Host: But they weren’t a boy band in the sense that like, and no, no offensive. But they were, they were actual musicians and they were actually really good and handsome. They


Host: Had, they weren’t like a, they weren’t like a corporate transaction. Yeah, no,


Host: Those guys formed, I mean, they all kind of came together, like put it ads out in, in, you know, melody Maker magazine and they met each other and at a bar and they formed the band and they worked at the bar. Like they, they really earned it and wrote all these great songs. But


Host: It’s a testament that that’s why they have longevity, I think. Right? Yeah. Because they’re, they’re the real Deal. I’d love to hear their new album and see how their, their musical styles have changed. Yeah.
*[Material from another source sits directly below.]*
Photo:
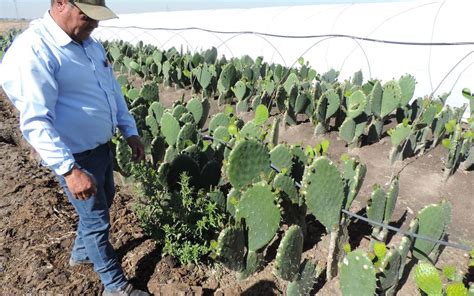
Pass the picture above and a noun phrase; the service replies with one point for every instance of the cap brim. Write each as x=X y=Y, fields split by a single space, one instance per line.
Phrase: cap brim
x=96 y=12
Host: But they, they, I mean they had hit records, hit records, hit records, then they break up, do other things. Then they come back and then like 10 years later have another huge smash hit record in the mid middle nineties with the wedding album. They just keep doing it and Yeah. Yeah. It’s a testament. You’re


Host: You’re going to their show when they come here. Yeah,


Host: Guaranteed. Oh, for sure. I didn’t know that. They were at the Hollywood Bowl last year and somebody said to me like, will, you’re definitely going to Duran Duran, right? I was Like, what? Yeah, I’m going to that.